JAKARTASATU.COM – Korupsi yang menjadi permasalahan krusial di Indonesia sudah dianggap sangat masif dan harus diberantas sampai ke akarnya. Oleh karena Presiden adalah pemegang kekuasaan tertinggi, maka presiden yang harus bertanggung jawab, demikian yang dikatakan para pakar dalam diskusi “Indonesia Darurat Korupsi: Jokowi Bertanggung Jawab!”, Jakarta, Senin (29/5/2023).
Diskusi tersebut menghadirkan beberapa orang tokoh, seperti HM Mursalin sebagai Moderator, Anthony Budiawan Managing Director at Political Economy and Policy Studies (PEPS), Marwan Batubara Direktur Indonesia Resources Studies (IRESS), Anton Permana Deklarator Koalisi Aksi Menyelamatkan Indonesia (KAMI), dan Letjen Marinir (Purn) Suharto mantan Irjen Dephankam.
Dalam diskusi tersebut, Suharto mengamini tema diskusi karena korupsi sudah terjadi secara menyeluruh di berbagai lini dan tingkatan, serta dia menganggapnya sebagai ujaran kebenaran.
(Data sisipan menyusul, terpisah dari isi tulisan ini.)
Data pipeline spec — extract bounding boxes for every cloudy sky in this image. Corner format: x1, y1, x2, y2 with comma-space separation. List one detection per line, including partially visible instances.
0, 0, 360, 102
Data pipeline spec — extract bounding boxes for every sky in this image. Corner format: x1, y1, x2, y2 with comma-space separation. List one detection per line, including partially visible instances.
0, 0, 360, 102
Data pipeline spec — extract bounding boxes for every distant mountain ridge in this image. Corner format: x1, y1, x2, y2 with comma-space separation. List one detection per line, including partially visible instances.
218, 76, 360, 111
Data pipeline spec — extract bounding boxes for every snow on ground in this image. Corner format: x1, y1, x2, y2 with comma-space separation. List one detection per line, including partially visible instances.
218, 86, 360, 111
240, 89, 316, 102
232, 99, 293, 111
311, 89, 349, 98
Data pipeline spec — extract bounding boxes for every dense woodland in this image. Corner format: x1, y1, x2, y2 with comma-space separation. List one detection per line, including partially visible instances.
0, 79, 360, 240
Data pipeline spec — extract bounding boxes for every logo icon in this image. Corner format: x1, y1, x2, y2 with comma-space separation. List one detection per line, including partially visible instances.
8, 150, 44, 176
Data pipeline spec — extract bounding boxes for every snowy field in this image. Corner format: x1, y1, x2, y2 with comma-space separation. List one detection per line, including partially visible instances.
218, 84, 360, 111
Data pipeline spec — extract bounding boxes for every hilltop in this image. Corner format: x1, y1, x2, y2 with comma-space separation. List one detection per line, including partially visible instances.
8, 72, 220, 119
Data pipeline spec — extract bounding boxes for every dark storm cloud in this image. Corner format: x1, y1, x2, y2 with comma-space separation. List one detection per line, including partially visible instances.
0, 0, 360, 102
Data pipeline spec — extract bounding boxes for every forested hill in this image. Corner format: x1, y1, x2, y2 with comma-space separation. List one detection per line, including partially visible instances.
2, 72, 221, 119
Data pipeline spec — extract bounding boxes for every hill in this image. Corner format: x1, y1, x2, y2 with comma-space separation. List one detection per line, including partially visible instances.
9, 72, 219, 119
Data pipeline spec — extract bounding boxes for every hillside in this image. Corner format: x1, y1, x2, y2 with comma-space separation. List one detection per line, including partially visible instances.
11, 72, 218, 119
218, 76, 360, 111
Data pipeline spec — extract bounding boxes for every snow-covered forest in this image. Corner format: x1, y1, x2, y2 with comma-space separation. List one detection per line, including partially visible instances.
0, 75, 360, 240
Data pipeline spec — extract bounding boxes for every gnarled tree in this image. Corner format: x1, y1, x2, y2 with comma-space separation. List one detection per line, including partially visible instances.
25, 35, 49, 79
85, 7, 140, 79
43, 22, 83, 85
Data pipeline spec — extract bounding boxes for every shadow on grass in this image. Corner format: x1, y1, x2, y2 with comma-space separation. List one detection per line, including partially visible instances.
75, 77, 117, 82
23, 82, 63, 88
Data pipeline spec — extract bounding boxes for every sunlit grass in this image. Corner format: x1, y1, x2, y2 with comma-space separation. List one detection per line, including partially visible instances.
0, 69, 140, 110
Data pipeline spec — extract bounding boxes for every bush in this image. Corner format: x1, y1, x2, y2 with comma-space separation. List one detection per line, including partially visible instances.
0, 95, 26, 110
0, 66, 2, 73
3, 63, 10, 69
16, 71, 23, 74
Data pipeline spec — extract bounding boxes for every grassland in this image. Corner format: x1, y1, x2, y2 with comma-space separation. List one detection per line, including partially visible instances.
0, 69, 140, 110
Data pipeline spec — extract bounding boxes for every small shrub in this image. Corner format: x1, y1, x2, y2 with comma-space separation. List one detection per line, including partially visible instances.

Menurutnya, korupsi bukan hanya soal keuangan saja, tetapi dimulai dari perencanaan hingga pembuatan aturan itu sendiri.
“Kita mulai yang dari ideologi, ideologi kita sudah mulai dilanggar, politik dilanggar, Undang-undang Dasar 45 dilanggar dengan amandemen. Dan inilah yang sekarang dipakai referensi Untuk segala macam merbuatan melalui Undang-undang Dasar tahun 2002,” ujarnya.
Dirinya pun memberikan sebuah contoh kasus korupsi yang terdapat banyak kepentingan di dalamnya, seperti Kelompok Kriminal Bersenjata (KKB) bukan lagi Organisasi Papua Merdeka (OPM).
“Kalau kita sudah bicara masalah organisasi papua merdeka. Itu adalah porsi dari pada TNI, bukan porsi Polisi. Kalau dijadikan KKB itu menjadi porsi Kepolisian. Saya haqul yaqin sampai negara ini kiamat tidak akan selesai karena ada maksud tertentu di balik itu. Kalau tidak terselesaikan KKB, anggaran itu kan mengalir terus dari tahun ke tahun. Ke mana mengalirnya? Ya ke polisi,” tandasnya.
Lebih lanjut, Suharto menerangkan bahwa banyak kepentingan dari luar negeri untuk mengeruk kekayaan sumber daya alam di Papua yang keuntungannya hanya untuk segelintir orang.
Sepakat dengan pendapat Suharto, Anton mengatakan bahwa dari mulai perencanaan korupsi juga bisa terjadi. “Korupsi ini sudah menjadi watak dan karakter, korupsi ini sudah sistemik,” kata Anton.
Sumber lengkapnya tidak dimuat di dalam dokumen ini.